If we’re placing blame on my seeming lack of time management skills, here’s the main culprit…
What can I say? I’d rather be chasing him around the house than typing out recipes any day of the week. Which means that HIS blog is way behind, too. I’m an equal opportunity procrastinator, apparently.
But I’ll throw this in for grins. Because it was super tasty.
Now, where did that little rugrat go???
Smoked Salmon Risotto
2 Tbs olive oil1 leek, washed and thinly sliced (white part only)
2 cloves garlic, peeled and mashed
1 cup Arborio or Carnaroli rice
¼ cup champagne
1 lemon, halved
3 cups (or so) chicken broth
Salt and pepper to taste)
1 Tbs butter
½ cup Asiago cheese, freshly grated
¼ cup finely chopped Italian parsley
6 oz smoked salmon, flaked
In a large saucepan, heat the chicken broth and half of the lemon over medium heat.
In a large skillet over medium to medium high heat, sauté the leak in the olive oil until it begins to soften. Add the garlic and continue to sauté another minute. Add the rice and stir to coat with the oil. Cook for a minute or two and then add the wine.
When the wine is almost evaporated, add a ladle of the chicken broth (about half a cup) to the rice.

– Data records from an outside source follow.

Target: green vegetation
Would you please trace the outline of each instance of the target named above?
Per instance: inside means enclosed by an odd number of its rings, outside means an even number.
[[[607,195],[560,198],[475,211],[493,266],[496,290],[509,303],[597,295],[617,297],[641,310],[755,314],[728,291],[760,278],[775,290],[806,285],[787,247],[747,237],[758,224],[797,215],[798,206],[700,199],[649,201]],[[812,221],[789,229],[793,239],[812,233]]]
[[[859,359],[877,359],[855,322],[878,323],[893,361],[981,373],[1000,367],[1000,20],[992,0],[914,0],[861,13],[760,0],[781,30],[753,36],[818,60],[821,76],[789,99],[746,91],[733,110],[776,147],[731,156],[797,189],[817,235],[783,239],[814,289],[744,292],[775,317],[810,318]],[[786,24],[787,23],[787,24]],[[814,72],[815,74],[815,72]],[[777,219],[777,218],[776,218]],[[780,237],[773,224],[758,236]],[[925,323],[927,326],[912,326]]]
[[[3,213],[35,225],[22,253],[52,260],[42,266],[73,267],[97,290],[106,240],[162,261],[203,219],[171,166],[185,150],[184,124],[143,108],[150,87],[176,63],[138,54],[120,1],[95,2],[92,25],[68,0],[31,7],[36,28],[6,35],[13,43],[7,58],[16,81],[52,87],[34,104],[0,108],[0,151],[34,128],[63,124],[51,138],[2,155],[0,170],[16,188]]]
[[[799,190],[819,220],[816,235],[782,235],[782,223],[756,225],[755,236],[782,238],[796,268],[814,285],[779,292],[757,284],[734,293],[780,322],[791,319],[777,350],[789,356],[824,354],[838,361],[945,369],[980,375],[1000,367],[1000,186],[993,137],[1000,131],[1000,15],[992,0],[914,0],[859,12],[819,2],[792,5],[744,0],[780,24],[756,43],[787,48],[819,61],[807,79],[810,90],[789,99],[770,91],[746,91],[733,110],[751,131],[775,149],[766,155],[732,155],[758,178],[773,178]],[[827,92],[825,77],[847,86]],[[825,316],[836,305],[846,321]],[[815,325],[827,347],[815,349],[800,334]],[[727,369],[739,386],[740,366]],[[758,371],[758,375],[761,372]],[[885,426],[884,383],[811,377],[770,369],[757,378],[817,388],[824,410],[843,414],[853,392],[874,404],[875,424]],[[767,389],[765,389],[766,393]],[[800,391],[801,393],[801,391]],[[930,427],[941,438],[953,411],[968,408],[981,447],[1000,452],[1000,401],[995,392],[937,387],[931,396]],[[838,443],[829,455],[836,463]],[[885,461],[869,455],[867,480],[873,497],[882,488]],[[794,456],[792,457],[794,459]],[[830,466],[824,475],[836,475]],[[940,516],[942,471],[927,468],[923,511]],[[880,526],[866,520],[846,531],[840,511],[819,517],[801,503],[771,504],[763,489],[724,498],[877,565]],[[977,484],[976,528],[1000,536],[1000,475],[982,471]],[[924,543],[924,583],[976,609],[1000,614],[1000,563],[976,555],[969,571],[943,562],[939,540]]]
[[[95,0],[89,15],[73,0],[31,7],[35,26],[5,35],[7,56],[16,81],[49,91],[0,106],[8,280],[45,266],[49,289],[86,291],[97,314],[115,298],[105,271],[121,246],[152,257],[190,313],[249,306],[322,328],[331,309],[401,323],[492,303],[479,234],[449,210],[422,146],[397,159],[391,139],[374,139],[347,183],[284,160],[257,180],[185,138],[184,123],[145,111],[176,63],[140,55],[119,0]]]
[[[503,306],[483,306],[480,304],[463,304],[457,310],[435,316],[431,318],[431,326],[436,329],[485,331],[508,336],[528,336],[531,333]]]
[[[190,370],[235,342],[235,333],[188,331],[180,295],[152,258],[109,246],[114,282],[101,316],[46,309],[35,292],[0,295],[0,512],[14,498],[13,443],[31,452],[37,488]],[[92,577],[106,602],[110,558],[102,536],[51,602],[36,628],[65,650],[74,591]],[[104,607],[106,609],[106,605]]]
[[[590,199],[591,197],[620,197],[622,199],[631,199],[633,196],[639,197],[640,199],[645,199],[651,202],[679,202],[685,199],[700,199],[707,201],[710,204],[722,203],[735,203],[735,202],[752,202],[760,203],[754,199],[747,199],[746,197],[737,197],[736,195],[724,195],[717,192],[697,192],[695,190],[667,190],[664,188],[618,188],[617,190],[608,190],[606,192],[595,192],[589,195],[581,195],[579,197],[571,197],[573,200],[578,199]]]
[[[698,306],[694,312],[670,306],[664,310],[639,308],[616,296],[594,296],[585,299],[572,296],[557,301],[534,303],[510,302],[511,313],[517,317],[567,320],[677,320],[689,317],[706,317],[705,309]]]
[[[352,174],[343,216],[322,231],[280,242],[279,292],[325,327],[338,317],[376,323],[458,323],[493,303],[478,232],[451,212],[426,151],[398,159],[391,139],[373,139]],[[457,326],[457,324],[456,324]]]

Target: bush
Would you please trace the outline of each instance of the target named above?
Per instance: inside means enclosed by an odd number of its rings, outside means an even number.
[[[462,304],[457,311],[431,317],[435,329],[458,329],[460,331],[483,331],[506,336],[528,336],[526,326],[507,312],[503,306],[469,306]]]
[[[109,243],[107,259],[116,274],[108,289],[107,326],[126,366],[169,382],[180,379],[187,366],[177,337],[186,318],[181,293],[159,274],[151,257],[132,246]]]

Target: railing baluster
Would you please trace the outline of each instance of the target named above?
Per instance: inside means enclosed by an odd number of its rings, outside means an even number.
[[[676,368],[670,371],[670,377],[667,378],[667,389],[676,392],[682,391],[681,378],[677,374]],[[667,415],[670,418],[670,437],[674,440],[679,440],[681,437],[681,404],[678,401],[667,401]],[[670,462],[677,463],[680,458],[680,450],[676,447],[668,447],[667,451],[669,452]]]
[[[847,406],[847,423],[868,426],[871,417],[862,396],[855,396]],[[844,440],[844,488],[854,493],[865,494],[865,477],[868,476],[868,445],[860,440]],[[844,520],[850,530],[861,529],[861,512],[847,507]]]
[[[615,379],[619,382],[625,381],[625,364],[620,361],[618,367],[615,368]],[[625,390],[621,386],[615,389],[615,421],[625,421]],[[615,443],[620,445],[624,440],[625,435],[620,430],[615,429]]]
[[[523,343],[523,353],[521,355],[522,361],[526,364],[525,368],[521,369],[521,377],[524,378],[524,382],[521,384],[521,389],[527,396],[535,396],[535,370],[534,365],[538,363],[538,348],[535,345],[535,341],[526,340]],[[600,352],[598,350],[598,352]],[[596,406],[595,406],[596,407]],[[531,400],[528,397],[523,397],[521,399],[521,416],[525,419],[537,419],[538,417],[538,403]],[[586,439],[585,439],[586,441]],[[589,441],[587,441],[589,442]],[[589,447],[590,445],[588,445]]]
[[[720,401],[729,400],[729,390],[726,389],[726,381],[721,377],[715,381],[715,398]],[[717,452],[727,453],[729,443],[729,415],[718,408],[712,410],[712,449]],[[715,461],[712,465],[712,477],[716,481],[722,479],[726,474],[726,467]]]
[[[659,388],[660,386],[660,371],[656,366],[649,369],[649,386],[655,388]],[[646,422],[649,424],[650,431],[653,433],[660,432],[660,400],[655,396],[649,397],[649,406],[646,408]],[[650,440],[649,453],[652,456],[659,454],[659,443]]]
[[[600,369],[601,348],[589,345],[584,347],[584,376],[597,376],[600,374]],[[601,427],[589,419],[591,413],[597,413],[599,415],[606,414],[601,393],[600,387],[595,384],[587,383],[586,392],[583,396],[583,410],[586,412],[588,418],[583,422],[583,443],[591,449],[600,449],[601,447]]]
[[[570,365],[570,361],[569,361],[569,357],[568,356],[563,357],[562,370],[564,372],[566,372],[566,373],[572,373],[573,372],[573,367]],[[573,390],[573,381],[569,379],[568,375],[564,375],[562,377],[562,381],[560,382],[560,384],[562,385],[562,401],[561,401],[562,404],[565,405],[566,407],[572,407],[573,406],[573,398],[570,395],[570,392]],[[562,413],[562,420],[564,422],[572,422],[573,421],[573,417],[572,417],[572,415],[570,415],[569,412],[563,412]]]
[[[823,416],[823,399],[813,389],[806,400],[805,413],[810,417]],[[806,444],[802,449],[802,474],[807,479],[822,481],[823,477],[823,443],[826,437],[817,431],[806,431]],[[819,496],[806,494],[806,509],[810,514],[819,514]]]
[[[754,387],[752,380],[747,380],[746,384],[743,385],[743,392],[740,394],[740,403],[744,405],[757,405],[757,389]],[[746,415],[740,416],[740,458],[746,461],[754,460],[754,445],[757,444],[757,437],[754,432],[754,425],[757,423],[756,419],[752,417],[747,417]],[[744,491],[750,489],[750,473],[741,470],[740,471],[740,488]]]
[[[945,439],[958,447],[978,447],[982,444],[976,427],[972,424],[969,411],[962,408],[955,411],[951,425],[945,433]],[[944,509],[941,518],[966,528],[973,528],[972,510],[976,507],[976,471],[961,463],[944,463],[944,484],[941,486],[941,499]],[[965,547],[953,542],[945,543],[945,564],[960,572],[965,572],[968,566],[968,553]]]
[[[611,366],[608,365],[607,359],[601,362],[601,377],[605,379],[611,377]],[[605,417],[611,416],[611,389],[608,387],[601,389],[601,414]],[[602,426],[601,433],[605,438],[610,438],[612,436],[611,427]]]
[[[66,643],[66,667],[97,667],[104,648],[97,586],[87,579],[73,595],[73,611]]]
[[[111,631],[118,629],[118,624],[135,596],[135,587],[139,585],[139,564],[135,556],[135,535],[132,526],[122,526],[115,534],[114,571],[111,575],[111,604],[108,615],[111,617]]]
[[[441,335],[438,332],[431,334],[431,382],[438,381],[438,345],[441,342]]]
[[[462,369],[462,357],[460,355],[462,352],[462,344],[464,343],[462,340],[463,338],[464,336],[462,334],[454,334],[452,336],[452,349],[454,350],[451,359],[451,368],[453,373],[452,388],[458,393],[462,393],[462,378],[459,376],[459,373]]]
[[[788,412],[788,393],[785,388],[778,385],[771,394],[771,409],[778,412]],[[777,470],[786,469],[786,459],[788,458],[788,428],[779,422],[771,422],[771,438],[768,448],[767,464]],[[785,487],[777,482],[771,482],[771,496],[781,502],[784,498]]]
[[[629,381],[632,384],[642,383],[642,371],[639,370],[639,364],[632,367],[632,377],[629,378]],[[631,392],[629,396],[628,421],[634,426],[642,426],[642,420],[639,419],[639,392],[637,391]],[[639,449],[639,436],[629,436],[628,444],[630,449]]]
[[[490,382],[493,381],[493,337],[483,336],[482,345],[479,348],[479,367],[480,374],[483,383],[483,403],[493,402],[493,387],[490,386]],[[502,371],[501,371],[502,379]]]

Stir slowly until the broth is almost ‘gone’ and then add another ladle of broth. Continue this process until the rice is just al dente (about 30 minutes). If you run out of broth before the rice is cooked, you can add a little hot water. The rice mixture should be creamy at this point and not dry. About halfway through this process, season the rice with salt and pepper
Stir in the butter, cheese and parsley at this point. Taste and adjust seasoning accordingly. Stir in about half of the flaked salmon, adding the remainder to the top.